Liability to third parties. The discussion on liability of directors towards third parties may be
grouped as under: (a) Liability under the provisions of the Act. (b) Liability for breach of
warranty of authority.
(a) Liability under the Act. The following provisions make directors personally liable to
third parties:
(i) With regard to prospectus. Failure to state any particulars as per the requirements of
s.56 or misstatement of facts in a prospectus renders a director personality liable of
damage to the third party. Section 62 provides that a directors shall be liable to pay
compensation to every person who subscribes for any shares or debentures on the
faith of the prospectus for any loss or damage he may have sustained by reason of
any untrue statement included therein. He may, however, escape liability where he
proves his innocence.
(ii) With regard to allotment. Directors may also incur personal liability for: irregular
allotment, i.e., allotment before minimum subscription is raised or without filing a
copy of the statement in lieu of prospectus [s.71(3)]. - for failure to repay application
money in case of minimum subscription having not been received [s.69(5)]. - for
failure to repay application money when application for listing of securities is not
made or is refused (s.73).
(iii) Unlimited liability. Directors will also be held personally liable to the third parties
where their liability is made unlimited in pursuance of s.322 (i.e., vide memorandum)

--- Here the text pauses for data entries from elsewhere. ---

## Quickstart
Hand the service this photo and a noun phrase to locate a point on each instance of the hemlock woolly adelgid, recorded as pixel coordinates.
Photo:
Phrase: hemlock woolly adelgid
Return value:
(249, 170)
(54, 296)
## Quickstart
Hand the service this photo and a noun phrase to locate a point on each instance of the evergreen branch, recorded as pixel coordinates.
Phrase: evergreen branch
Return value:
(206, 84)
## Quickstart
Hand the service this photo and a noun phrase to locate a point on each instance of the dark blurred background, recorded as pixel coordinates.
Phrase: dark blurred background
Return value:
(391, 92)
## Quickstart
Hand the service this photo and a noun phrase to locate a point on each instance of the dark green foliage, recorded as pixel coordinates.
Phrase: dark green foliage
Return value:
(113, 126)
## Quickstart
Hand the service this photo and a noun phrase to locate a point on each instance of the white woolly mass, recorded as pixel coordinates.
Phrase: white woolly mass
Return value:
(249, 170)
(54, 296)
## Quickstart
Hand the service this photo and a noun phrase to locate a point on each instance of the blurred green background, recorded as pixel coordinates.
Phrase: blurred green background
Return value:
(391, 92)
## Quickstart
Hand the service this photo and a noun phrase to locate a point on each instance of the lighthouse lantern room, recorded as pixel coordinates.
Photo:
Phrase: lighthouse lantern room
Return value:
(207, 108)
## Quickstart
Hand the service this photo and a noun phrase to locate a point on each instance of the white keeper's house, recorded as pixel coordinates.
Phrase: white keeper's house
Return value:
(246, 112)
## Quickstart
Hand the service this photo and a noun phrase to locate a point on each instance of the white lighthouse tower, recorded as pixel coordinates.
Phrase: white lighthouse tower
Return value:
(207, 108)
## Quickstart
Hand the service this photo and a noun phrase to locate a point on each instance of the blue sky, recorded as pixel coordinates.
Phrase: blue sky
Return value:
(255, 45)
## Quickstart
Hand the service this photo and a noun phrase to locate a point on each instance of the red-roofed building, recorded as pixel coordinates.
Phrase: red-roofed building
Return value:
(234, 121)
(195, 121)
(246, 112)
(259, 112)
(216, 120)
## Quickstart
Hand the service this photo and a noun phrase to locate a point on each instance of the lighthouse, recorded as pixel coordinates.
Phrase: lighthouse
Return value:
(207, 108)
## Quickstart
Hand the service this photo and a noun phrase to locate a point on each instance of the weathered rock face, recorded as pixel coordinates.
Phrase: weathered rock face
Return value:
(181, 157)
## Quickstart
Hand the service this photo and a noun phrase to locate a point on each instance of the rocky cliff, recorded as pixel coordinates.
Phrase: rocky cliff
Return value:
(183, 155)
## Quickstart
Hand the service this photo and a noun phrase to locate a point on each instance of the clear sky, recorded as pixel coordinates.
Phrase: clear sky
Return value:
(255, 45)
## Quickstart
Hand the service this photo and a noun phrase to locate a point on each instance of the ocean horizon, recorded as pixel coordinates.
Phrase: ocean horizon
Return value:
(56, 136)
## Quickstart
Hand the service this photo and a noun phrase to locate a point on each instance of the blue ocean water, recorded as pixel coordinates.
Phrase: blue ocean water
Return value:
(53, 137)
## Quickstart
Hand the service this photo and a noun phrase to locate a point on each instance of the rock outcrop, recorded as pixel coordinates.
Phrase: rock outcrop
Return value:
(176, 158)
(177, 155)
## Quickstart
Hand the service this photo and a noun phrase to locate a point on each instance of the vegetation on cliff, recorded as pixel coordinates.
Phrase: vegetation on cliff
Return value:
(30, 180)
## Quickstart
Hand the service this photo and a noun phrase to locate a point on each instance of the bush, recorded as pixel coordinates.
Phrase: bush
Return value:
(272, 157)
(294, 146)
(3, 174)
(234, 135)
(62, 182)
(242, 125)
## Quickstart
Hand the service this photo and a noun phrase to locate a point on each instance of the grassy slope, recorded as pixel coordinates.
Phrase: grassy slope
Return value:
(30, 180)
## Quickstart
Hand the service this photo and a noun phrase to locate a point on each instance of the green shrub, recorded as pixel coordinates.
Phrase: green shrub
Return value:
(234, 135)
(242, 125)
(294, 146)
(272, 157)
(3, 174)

or s.323 (i.e., vide alteration of memorandum by passing special resolution).
(iv) Fraudulent trading. Directors may also be made personally liable for the debts or
liability of a company by an order of the court under s.542. Such an order shall be
made by the Court where directors have been found guilty of fraudulent trading.
(b) Liability for breach of warranty. Directors are supposed to function within the scope of
their authority. Thus, where they transact business in respect of matters ultra-vires the
company or ultra-vires the Articles, they may be proceeded against personally for any
loss sustained by the third party.
Liability for Breach of Statutory Duties. The Act, imposes numerous statutory duties on the
directors under its various sections. Default in compliance of these duties attracts penal consequences.
For instance, they are liable as ‘officer-in-default’ for default in filing return of allotments (s.75);
for failure to comply with the provisions of the Act relating to issue of redeemable preference
shares or redemption of irredeemable preference shares, etc. (Ss.80, 80A).
Liability for acts of co-directors. A director is the agent of the company and not of the other
members of the Board. Accordingly, nothing done by the Board can impose liability on a
director who did not participate in their action or did not know it. His liability shall not arise
even where he attends the subsequent Board meeting at which minutes recording the wrongful
action of the earlier meeting are confirmed. To incur liability he must either be a party to the
wrongful act or later acquiesce (consent) to it. Thus, the absence of a director from Board meetings
does not make him liable for the fraudulent acts of a co-director on the ground that he ought to
have discovered the fraud.
Where a director is made liable for the acts of co-director he is entitled to contribution from the
other director or co-director who were a party to the wrongful act [Ramskil v. Edwards (1885)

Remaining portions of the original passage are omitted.